[Slony1-general] Slonik segfaulting.

Thu Jan 10 20:07:54 PST 2008

Christopher Browne skrev:
> Marcus Gustafsson <marcus.gustafsson at visionten.net> writes:
>> Hi all!
>>
>> Are there any known issues with the slony RPM
>> postgresql-slony1-engine-1.1.5-1_PG8.1.4.i686.rpm?
>>
>> I have a small slony cluster where I removed node 1 for reinstallation,
>> but when I try to reinsert it (as a new node) with:
>>
>> cluster name = MyCluster;
>> node 2 admin conninfo = 'dbname=mycluster host=db2.internal user=slony
>> password=secret';
>> node 3 admin conninfo = 'dbname=mycluster host=db3.internal user=slony
>> password=secret';
>> node 4 admin conninfo = 'dbname=mycluster host=db1.internal user=slony
>> password=secret';
>> store node(id=4, event node=2);
>>
>> slonik crashes with a segmentation fault.
>> GDB gives me a backtrace which looks like this:
>>
>> #0  0x0804ed5a in slon_appendquery_int ()
>> #1  0x0804f047 in slon_mkquery ()
>> #2  0x0804cf31 in slonik_store_node ()
>> #3  0x0804e8dd in script_exec_stmts ()
>> #4  0x0804ea41 in script_exec ()
>> #5  0x0804ebed in main ()
>>
>> I'll obviously keep debugging, but before I jump headfirst in the code
>> someone else might have an idea of what is wrong?
> 
> Nothing jumps out at me; this sounds consistent with the notion of
> slonik trying to build a query, and finding that one of the components
> was NULL.
> 
> I don't see anything reported as fixed subsequent to 1.1.5; I vaguely
> remember fixing a problem with this in the 1.2 series, but don't see
> anything expressly in the release notes.  I would suggest considering
> a much newer version of Slony-I; you're on a version that was released
> 2 years ago, and a great number of bugs have been fixed since.

Oh! I wasn't aware that the release we were running was that far behind.
 I probably should schedule an upgrade rather than spending time on
debugging problems which might already be solved.
Which release is currently recommended for production usage?
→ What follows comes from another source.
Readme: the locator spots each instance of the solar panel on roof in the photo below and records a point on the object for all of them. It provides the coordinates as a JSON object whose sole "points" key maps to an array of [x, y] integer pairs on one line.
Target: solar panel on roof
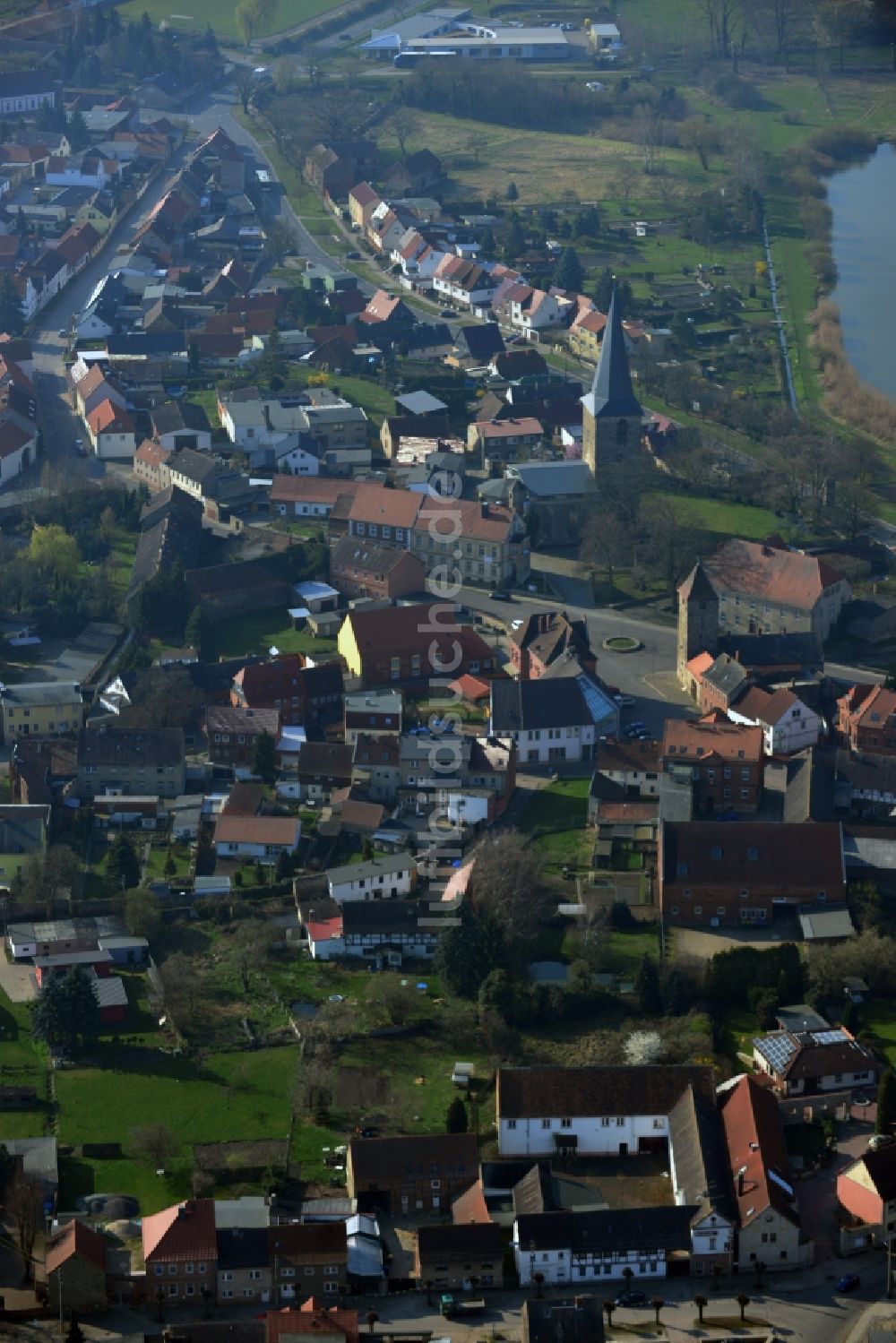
{"points": [[777, 1049]]}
I'd prefer
not to run a bleeding-edge version on this particular cluster. Is it the
1.2.12-1 one available as a source rpm on the slony webpage a good idea?

> Looking at the code directly... I notice slon_mkquery() gets called 16
> times in slonik_store_node(), and slon_appendquery() gets called 3
> times (which may be totally a red herring!).
> 
> Does GDB give you any idea as to where it was in slonik_store_node()?

Not really, I don't have the source for that version on the machine I
was running slonik on at the moment. The function starts at 0x804cd60
and calls slon_mkquery at 0x804cf2c (slonik_store_node+460) which should
be just before it calls the first "db_exec_command".

Anyways, I'll try to upgrade first and see if that solves the problem.

Thanks for the help!

/Marcus